Welcome to ZAP’s documentation!

Tired of sky subtraction residuals? ZAP them!

ZAP (the Zurich Atmosphere Purge) is a high precision sky subtraction tool which can be used as complete sky subtraction solution, or as an enhancement to previously sky-subtracted MUSE integral field spectroscopic data. The method uses PCA to isolate the residual sky subtraction features and remove them from the observed datacube. Though the operation of ZAP is not dependent on perfect flat-fielding of the data in a MUSE exposure, better results are obtained when these corrections are made ahead of time. Future development will include expansion to more instruments.

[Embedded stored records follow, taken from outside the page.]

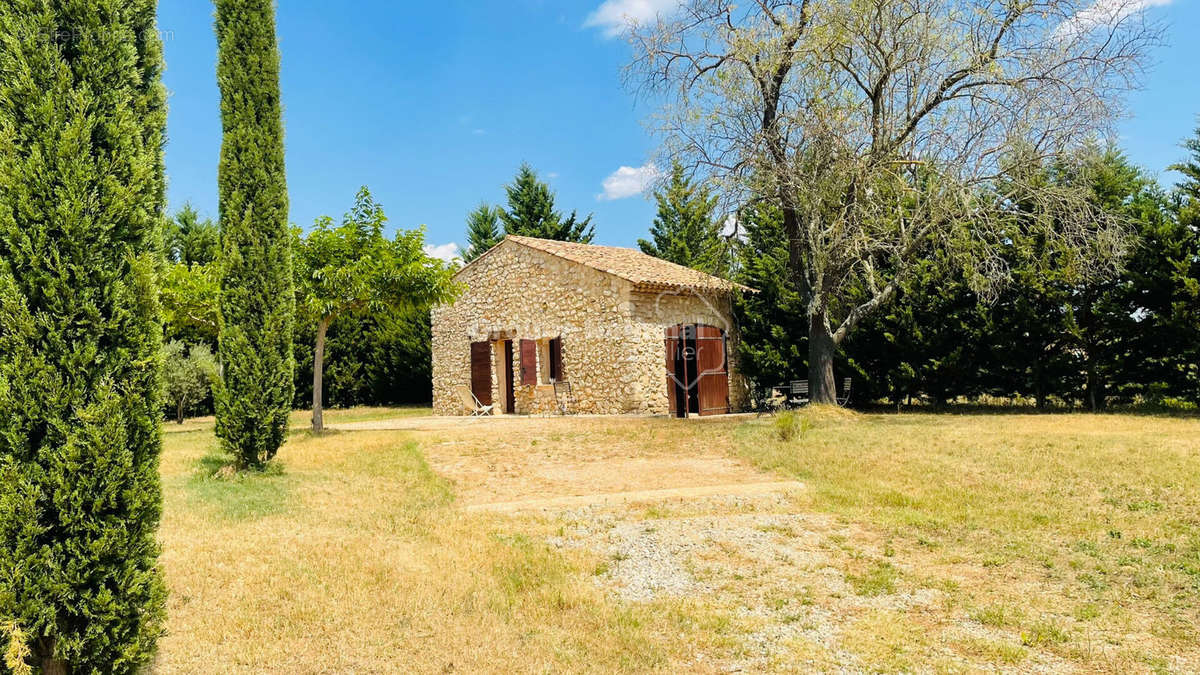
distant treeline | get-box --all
[732,141,1200,410]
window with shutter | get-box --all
[550,338,563,382]
[521,340,538,386]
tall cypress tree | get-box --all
[215,0,295,468]
[637,165,728,274]
[462,203,504,263]
[499,165,595,244]
[0,0,167,674]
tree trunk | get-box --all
[809,312,838,405]
[35,638,71,675]
[312,318,329,434]
[1087,353,1105,412]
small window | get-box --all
[547,338,563,382]
[538,338,563,384]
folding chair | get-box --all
[554,380,571,414]
[787,380,809,407]
[838,377,850,406]
[458,384,496,417]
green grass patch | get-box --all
[186,453,295,520]
[846,562,900,596]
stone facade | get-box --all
[433,238,748,414]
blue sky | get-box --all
[158,0,1200,258]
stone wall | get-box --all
[433,236,745,414]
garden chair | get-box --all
[554,381,571,414]
[787,380,809,407]
[458,384,496,417]
[838,377,850,406]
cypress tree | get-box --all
[0,0,167,674]
[637,165,728,274]
[462,203,504,263]
[499,165,595,244]
[215,0,295,468]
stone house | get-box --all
[433,235,752,417]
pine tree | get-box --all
[462,203,503,263]
[500,165,595,244]
[734,202,809,394]
[637,165,727,274]
[0,0,167,675]
[215,0,295,468]
[163,204,221,265]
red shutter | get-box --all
[550,338,563,382]
[470,342,492,406]
[521,340,538,386]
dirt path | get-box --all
[332,416,798,512]
[467,480,804,513]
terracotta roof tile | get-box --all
[504,234,756,293]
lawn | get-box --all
[156,410,1200,673]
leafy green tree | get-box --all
[499,165,595,244]
[215,0,295,468]
[0,0,167,675]
[162,263,221,347]
[462,204,504,263]
[295,307,433,408]
[637,163,727,275]
[296,187,454,434]
[162,340,217,424]
[163,204,221,265]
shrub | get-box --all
[774,411,812,442]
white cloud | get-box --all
[596,163,659,202]
[583,0,682,37]
[425,241,461,262]
[1055,0,1171,37]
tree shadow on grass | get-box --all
[187,452,295,520]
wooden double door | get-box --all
[666,323,730,417]
[470,340,516,413]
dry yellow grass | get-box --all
[155,410,1200,673]
[737,411,1200,673]
[154,416,710,673]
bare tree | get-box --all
[626,0,1160,402]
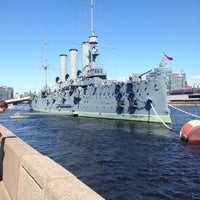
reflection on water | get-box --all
[1,107,200,200]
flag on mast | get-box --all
[163,53,173,60]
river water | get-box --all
[0,105,200,200]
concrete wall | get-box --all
[0,125,103,200]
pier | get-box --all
[0,125,104,200]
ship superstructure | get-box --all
[30,1,171,123]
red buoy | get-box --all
[180,120,200,143]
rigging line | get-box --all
[150,103,178,132]
[168,104,200,119]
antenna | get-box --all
[81,0,104,35]
[43,35,48,89]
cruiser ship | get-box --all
[30,1,171,123]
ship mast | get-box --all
[43,38,48,90]
[89,0,99,68]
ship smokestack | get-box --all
[82,42,91,71]
[69,49,78,80]
[60,54,67,82]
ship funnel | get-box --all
[69,49,78,80]
[82,42,91,71]
[60,54,67,82]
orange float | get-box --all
[180,120,200,143]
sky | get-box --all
[0,0,200,93]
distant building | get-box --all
[0,86,14,100]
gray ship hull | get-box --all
[30,77,171,123]
[30,0,171,123]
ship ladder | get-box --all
[168,104,200,119]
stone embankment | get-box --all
[0,125,104,200]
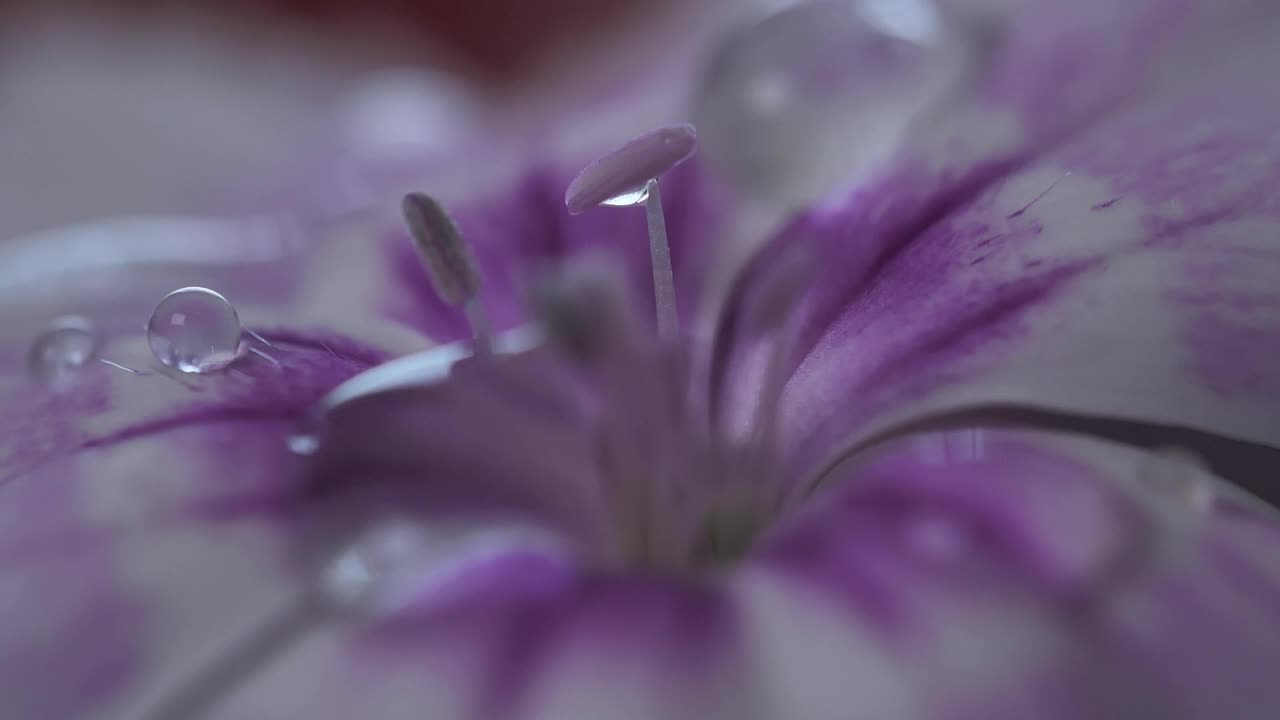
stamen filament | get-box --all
[644,179,680,340]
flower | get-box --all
[0,3,1280,719]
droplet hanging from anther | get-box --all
[401,192,480,306]
[147,287,241,374]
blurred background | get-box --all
[0,0,782,240]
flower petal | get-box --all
[383,158,728,342]
[742,429,1280,719]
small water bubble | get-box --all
[1143,447,1217,512]
[147,287,241,373]
[600,184,649,208]
[320,521,431,610]
[905,514,970,560]
[27,315,101,386]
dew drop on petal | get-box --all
[1143,447,1217,512]
[27,315,101,387]
[319,519,563,619]
[147,287,241,373]
[694,0,989,206]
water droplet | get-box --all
[694,0,989,205]
[285,433,320,455]
[320,519,564,618]
[320,521,431,607]
[147,287,241,373]
[905,512,970,560]
[27,315,101,387]
[600,184,649,208]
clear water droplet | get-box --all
[27,315,101,387]
[600,184,649,208]
[147,287,241,373]
[320,521,430,609]
[694,0,991,206]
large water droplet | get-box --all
[600,184,649,208]
[27,315,101,387]
[694,0,987,205]
[147,287,241,373]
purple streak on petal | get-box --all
[564,124,698,215]
[402,192,480,306]
[0,440,145,717]
[0,332,385,488]
[748,430,1280,720]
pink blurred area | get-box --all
[0,0,739,241]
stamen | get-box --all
[531,266,626,365]
[564,124,698,338]
[401,192,493,354]
[644,179,680,340]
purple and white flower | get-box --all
[0,0,1280,720]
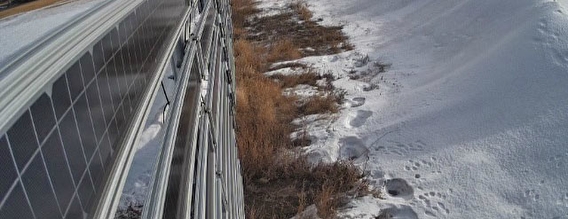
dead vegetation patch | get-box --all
[245,1,353,57]
[232,0,366,219]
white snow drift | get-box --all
[262,0,568,219]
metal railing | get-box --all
[0,0,244,218]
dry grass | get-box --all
[290,1,314,21]
[266,39,302,63]
[246,2,353,57]
[270,69,322,88]
[232,0,361,219]
[299,95,339,115]
[0,0,65,19]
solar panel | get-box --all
[0,0,187,218]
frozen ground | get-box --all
[0,0,103,68]
[261,0,568,219]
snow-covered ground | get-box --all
[261,0,568,219]
[0,0,104,68]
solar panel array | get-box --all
[0,0,188,218]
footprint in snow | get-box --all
[345,110,373,128]
[374,205,418,219]
[415,191,451,217]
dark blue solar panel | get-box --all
[51,75,71,119]
[59,111,87,183]
[22,154,62,218]
[87,78,106,141]
[99,133,112,166]
[73,94,97,161]
[30,93,55,142]
[41,131,75,212]
[8,111,38,170]
[65,196,83,219]
[0,136,18,200]
[97,69,114,126]
[93,40,105,74]
[0,183,34,219]
[79,53,95,86]
[78,172,95,211]
[89,151,104,189]
[0,0,187,218]
[65,62,85,101]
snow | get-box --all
[0,0,102,66]
[261,0,568,219]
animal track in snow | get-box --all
[345,97,366,108]
[556,193,568,207]
[351,97,366,107]
[384,178,414,199]
[345,110,373,128]
[523,189,540,201]
[535,18,568,65]
[418,191,451,217]
[373,140,426,156]
[339,136,369,160]
[374,205,418,219]
[548,153,568,168]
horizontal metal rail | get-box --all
[0,0,244,218]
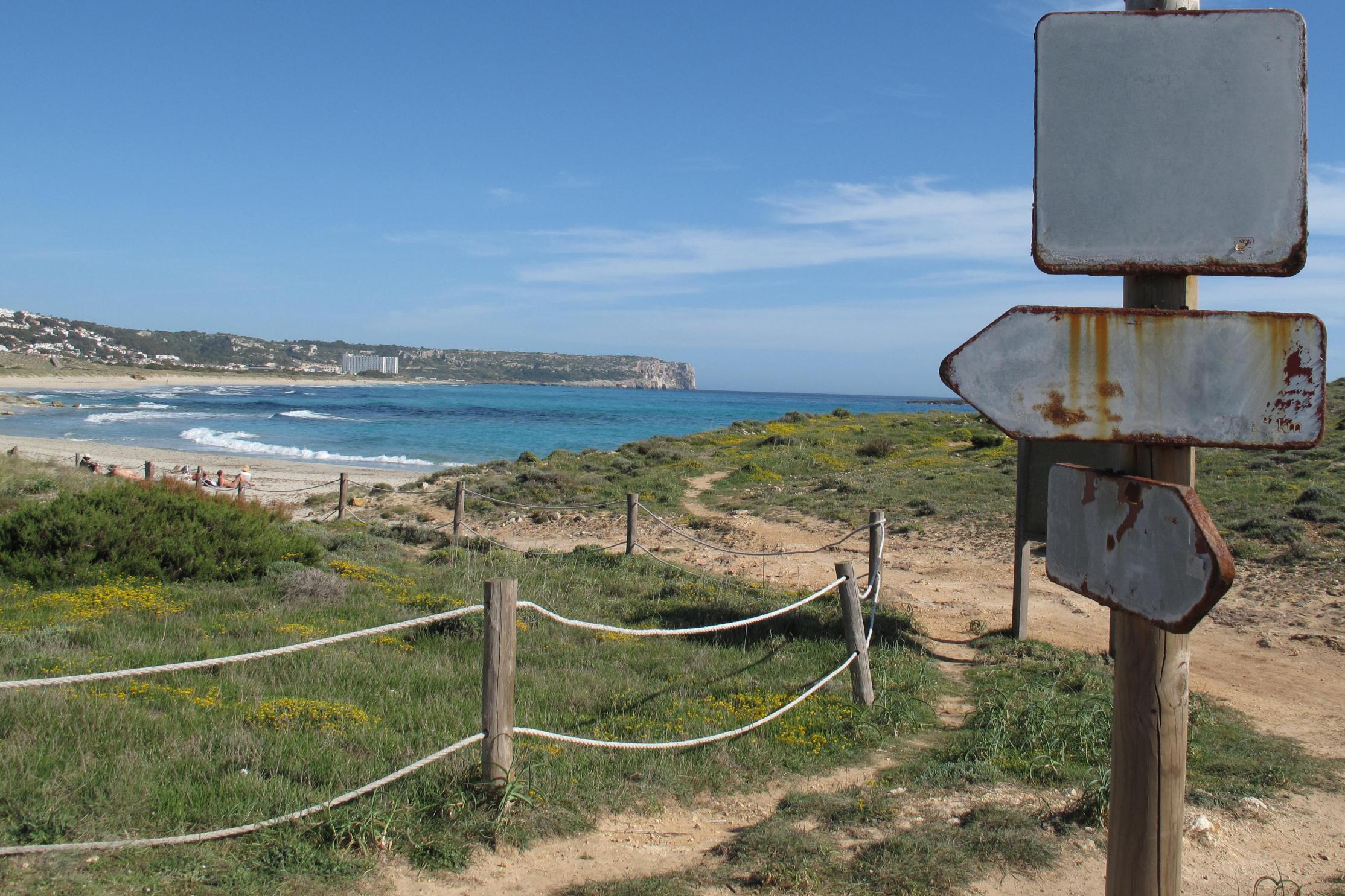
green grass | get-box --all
[0,510,939,894]
[0,480,320,586]
[907,635,1338,824]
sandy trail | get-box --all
[365,474,1345,896]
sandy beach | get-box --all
[0,435,430,500]
[0,369,435,392]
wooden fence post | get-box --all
[1010,438,1032,638]
[869,510,887,595]
[482,579,518,784]
[625,492,641,553]
[453,480,467,541]
[837,560,873,707]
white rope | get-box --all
[518,577,845,638]
[462,489,625,510]
[514,653,860,749]
[0,734,485,856]
[639,504,883,558]
[0,603,485,690]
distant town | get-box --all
[0,309,695,390]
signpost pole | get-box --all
[1011,439,1032,638]
[1107,8,1200,896]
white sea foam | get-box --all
[280,411,350,421]
[85,411,220,425]
[179,426,438,466]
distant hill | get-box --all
[0,309,695,390]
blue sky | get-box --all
[0,0,1345,395]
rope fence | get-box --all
[0,553,880,856]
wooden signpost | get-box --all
[942,0,1326,896]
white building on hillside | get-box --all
[340,355,402,375]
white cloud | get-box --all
[1308,165,1345,237]
[519,179,1032,284]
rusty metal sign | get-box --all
[939,305,1326,449]
[1032,10,1308,277]
[1046,463,1233,633]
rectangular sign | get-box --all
[940,305,1326,449]
[1032,10,1308,277]
[1046,463,1233,633]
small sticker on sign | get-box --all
[1186,553,1205,579]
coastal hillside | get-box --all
[0,309,695,390]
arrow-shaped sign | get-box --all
[1046,463,1233,633]
[940,305,1326,449]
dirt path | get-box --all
[368,491,1345,896]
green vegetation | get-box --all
[907,635,1337,825]
[0,472,939,895]
[0,478,319,584]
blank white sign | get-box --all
[1033,10,1308,277]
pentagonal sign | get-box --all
[1032,10,1308,277]
[1046,463,1233,633]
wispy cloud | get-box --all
[383,230,510,258]
[519,179,1032,284]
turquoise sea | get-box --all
[0,386,968,466]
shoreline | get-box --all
[0,370,435,392]
[0,435,425,501]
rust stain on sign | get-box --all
[1046,463,1233,633]
[940,307,1326,447]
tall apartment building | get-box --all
[340,355,402,373]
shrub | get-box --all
[907,498,939,516]
[854,435,897,457]
[280,567,347,603]
[0,482,321,584]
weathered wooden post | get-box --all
[869,510,887,588]
[453,480,467,541]
[837,560,873,707]
[1010,439,1032,638]
[625,492,641,553]
[482,579,518,784]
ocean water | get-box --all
[0,386,968,466]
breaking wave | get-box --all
[85,411,219,425]
[179,426,438,466]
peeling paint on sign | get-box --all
[940,305,1326,449]
[1046,463,1233,633]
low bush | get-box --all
[0,482,321,586]
[280,567,348,603]
[854,435,897,458]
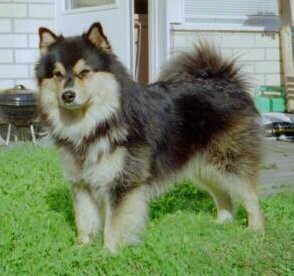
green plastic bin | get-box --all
[254,86,286,113]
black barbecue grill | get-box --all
[0,85,37,144]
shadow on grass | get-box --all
[150,182,215,219]
[46,187,74,228]
[46,182,215,224]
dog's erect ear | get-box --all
[39,27,61,54]
[86,22,111,52]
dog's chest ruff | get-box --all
[57,124,127,188]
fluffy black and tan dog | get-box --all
[36,23,263,251]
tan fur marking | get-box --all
[73,59,92,75]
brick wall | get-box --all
[171,31,281,92]
[0,0,55,89]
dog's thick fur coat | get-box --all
[36,23,263,251]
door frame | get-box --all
[55,0,135,75]
[148,0,184,82]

Version 2.0 is compatible with the WFM-AO mode, and also brings major improvements for the sky subtraction. Check below the details in the Changelog section as well as the dicussion on the Optimal number of eigenvectors.

Version 2.1 brings compatibility with the NFM-AO mode.

The paper describing the original method can be found here: http://adsabs.harvard.edu/abs/2016MNRAS.458.3210S

Please cite ZAP as:

\bibitem[Soto et al.(2016)]{2016MNRAS.458.3210S}
    Soto, K.~T., Lilly, S.~J., Bacon, R., Richard, J., \& Conseil, S.
    2016, \mnras, 458, 3210


ZAP requires the following packages:

  • Numpy
  • Astropy
  • SciPy (0.18.1 or later is recommend as a SVD convergence issue was found with an older version)
  • Scikit-learn

Many linear algebra operations are performed in ZAP, so it can be beneficial to use an alternative BLAS package. In the Anaconda distribution, the default BLAS comes with Numpy linked to MKL, which can amount to a 20% speedup of ZAP.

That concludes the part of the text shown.